In contrast to Gillis, the jury in this case could not reasonably infer from the evidence that the defendant was in the process of escaping from the police as he sat in the Buick at the Rockwell Gardens on November 24, 2002. Both the defendant and the Buick were seen on that date by Ms. McQueen, indicating that the defendant had made no attempt to conceal himself or the Buick from anyone, including the police.

The State then argues that the defendant was escaping from the November 25, 2002, burglary of the Buick. The State maintains that each time the defendant entered the Buick, he committed a new burglary. In support of its argument, the State relies on the dissent in People v. Duncan, 261 Ill.

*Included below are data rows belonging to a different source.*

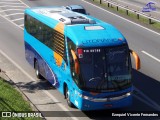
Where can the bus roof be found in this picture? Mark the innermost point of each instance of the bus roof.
(83, 30)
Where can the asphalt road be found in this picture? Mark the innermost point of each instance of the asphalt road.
(143, 41)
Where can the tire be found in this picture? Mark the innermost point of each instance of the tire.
(70, 104)
(38, 75)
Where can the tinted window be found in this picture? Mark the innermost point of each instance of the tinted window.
(48, 36)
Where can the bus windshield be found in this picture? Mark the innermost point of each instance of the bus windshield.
(105, 69)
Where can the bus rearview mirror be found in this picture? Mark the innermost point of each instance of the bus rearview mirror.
(137, 59)
(76, 63)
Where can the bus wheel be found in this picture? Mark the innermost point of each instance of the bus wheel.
(67, 95)
(38, 75)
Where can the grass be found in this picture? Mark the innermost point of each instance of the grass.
(131, 15)
(12, 100)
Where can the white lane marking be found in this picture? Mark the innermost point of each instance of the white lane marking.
(12, 10)
(12, 6)
(150, 102)
(158, 60)
(23, 3)
(136, 5)
(7, 0)
(10, 3)
(14, 14)
(17, 19)
(121, 17)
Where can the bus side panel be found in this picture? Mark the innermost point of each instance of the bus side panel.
(29, 54)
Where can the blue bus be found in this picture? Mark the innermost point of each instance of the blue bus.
(84, 58)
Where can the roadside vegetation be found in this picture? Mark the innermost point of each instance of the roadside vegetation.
(12, 100)
(132, 16)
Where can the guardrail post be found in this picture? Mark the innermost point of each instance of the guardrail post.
(150, 22)
(137, 16)
(127, 12)
(100, 1)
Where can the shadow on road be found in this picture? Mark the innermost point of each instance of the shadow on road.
(149, 86)
(32, 86)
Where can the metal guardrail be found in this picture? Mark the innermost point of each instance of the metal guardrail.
(110, 3)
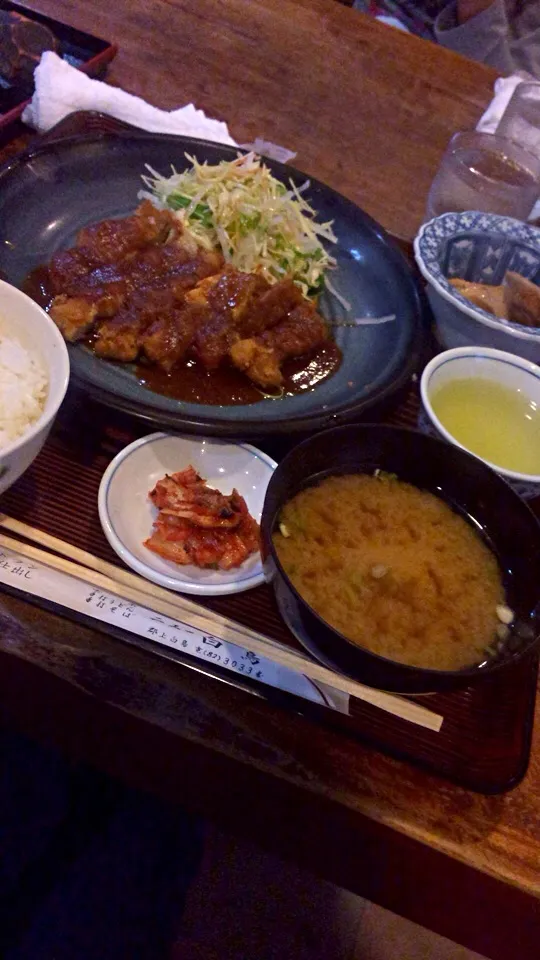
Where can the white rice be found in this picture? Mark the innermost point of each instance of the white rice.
(23, 389)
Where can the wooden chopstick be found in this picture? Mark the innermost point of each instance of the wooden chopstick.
(185, 606)
(105, 576)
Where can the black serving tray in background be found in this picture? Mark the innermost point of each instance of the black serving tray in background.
(81, 50)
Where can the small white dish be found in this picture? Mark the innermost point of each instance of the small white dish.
(127, 514)
(497, 365)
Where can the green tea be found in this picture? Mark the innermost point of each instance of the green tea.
(497, 423)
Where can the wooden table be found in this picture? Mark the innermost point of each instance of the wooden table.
(368, 110)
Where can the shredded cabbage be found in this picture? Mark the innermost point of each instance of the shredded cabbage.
(260, 225)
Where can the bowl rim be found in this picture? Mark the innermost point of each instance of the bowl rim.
(488, 353)
(61, 379)
(455, 298)
(473, 672)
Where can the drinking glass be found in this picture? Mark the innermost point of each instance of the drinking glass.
(484, 171)
(520, 121)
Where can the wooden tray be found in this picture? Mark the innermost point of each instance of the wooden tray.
(485, 739)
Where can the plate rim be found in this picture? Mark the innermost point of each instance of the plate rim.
(146, 571)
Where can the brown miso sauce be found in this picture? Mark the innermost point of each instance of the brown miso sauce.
(37, 285)
(192, 383)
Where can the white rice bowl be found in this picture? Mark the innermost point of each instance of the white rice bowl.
(24, 385)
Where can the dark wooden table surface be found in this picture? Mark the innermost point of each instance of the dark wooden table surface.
(369, 110)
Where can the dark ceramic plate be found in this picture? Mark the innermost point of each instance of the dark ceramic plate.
(49, 192)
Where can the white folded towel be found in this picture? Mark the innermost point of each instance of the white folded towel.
(61, 89)
(504, 89)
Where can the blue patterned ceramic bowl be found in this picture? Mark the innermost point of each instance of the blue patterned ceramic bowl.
(479, 247)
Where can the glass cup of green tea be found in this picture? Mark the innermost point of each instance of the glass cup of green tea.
(486, 172)
(487, 402)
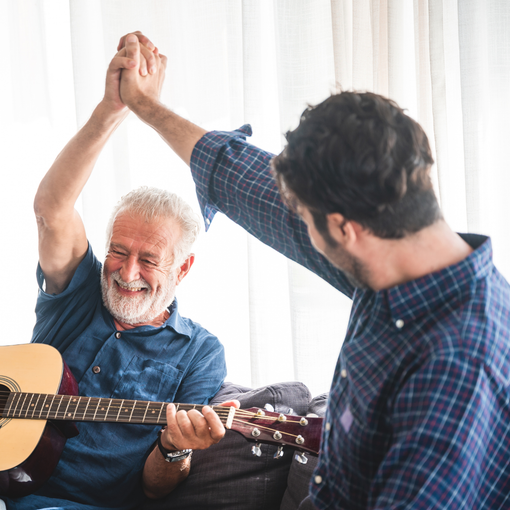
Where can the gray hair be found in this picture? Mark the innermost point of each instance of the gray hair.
(151, 203)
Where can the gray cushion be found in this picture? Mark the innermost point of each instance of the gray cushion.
(298, 482)
(227, 476)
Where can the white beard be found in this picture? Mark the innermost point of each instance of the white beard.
(137, 309)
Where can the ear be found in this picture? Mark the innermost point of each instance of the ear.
(185, 267)
(345, 232)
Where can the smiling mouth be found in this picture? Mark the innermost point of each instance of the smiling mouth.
(130, 289)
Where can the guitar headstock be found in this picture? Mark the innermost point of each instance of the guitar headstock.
(261, 426)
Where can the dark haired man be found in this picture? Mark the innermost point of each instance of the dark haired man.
(418, 414)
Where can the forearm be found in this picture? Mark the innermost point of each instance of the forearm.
(64, 181)
(161, 477)
(62, 238)
(180, 134)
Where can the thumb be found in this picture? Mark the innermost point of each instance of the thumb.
(133, 48)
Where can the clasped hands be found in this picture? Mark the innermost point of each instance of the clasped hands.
(135, 76)
(134, 80)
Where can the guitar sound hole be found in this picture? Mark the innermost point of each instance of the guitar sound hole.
(4, 395)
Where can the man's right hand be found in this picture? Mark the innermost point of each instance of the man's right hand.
(137, 91)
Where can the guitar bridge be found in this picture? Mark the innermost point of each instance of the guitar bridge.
(230, 417)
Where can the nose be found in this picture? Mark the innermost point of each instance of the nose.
(130, 270)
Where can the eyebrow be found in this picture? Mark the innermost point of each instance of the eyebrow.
(143, 254)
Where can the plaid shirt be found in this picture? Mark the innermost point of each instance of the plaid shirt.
(418, 414)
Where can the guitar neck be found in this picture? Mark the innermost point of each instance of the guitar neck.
(41, 406)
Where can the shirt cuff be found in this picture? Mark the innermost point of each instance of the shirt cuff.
(203, 162)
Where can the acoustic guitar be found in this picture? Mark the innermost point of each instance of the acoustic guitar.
(39, 402)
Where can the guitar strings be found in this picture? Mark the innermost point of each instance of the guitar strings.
(129, 405)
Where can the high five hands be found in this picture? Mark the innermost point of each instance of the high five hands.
(135, 75)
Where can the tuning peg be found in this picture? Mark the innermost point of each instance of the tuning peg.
(302, 458)
(279, 453)
(255, 450)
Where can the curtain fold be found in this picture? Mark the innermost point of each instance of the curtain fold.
(258, 61)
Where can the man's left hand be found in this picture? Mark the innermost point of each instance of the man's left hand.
(193, 429)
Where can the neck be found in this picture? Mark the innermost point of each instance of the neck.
(391, 262)
(157, 322)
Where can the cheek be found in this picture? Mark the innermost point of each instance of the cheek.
(109, 267)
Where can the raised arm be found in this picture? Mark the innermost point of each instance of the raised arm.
(141, 94)
(231, 176)
(62, 238)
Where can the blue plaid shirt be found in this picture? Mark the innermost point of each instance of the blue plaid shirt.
(418, 414)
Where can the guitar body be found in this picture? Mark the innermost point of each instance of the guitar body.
(30, 449)
(39, 402)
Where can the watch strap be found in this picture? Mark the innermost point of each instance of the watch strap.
(173, 456)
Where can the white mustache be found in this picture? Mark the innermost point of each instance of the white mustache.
(137, 284)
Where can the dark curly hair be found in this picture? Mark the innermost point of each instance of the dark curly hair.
(360, 155)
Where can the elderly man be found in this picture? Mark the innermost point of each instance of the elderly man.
(418, 414)
(118, 328)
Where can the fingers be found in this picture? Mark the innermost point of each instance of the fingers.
(192, 429)
(121, 63)
(142, 38)
(148, 62)
(231, 403)
(132, 48)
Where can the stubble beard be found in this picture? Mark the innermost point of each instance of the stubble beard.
(136, 309)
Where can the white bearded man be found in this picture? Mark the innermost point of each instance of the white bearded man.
(118, 328)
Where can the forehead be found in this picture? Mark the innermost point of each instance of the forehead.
(133, 232)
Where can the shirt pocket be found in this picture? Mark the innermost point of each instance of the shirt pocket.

App. 3d 957, 634 N.E.2d 13 (1994) (McCuskey, J., dissenting), and People v. Washington, 50 Cal. App. 4th 568, 57 Cal. Rptr. 2d 774 (1996).

We need not address those cases because, even if the defendant committed a second burglary when he reentered the Buick on November 25, 2002, the evidence establishes that the defendant had reached a place of temporary safety prior to the collision with Mr. Love. When Ms. McQueen observed the defendant on November 25, 2002, he was seated in the Buick in plain sight, making no attempt to hide. There was no evidence of how long the defendant had been seated in the Buick before Ms. McQueen arrived. Moreover, the fact that the defendant felt secure enough to assist Ms. McQueen and drove the Buick to make a drug purchase established that he had reached a place of temporary safety.

The State argues that parking the Buick on a public street does not establish that the defendant reached a place of temporary safety, relying on People v. Steppan, 105 Ill. 2d 310, 473 N.E.2d 1300 (1985). Steppan is distinguishable. In that case, the owner observed two men in his vehicle, which was parked on the street. The defendant and his companion were arrested as they exited the vehicle. In contrast, the defendant entered and sat in the Buick for an undetermined amount of time prior to Ms. McQueen's request for a ride to buy drugs. In addition, the fact that the defendant felt secure enough to agree to such an errand established that he had reached a place of temporary safety.

Inasmuch as the evidence established that the defendant had reached a place of temporary safety, we conclude that the evidence was insufficient to prove the defendant guilty of felony murder based upon the burglary in this case. Therefore, the defendant's conviction for felony murder and the sentence imposed thereon are reversed. The defendant's conviction and sentence for burglary are affirmed. Deciding this case as we do, we need not address the remaining issues raised by the defendant.

Reversed in part and affirmed in part.

WOLFSON, P.J., and SOUTH, J., concur.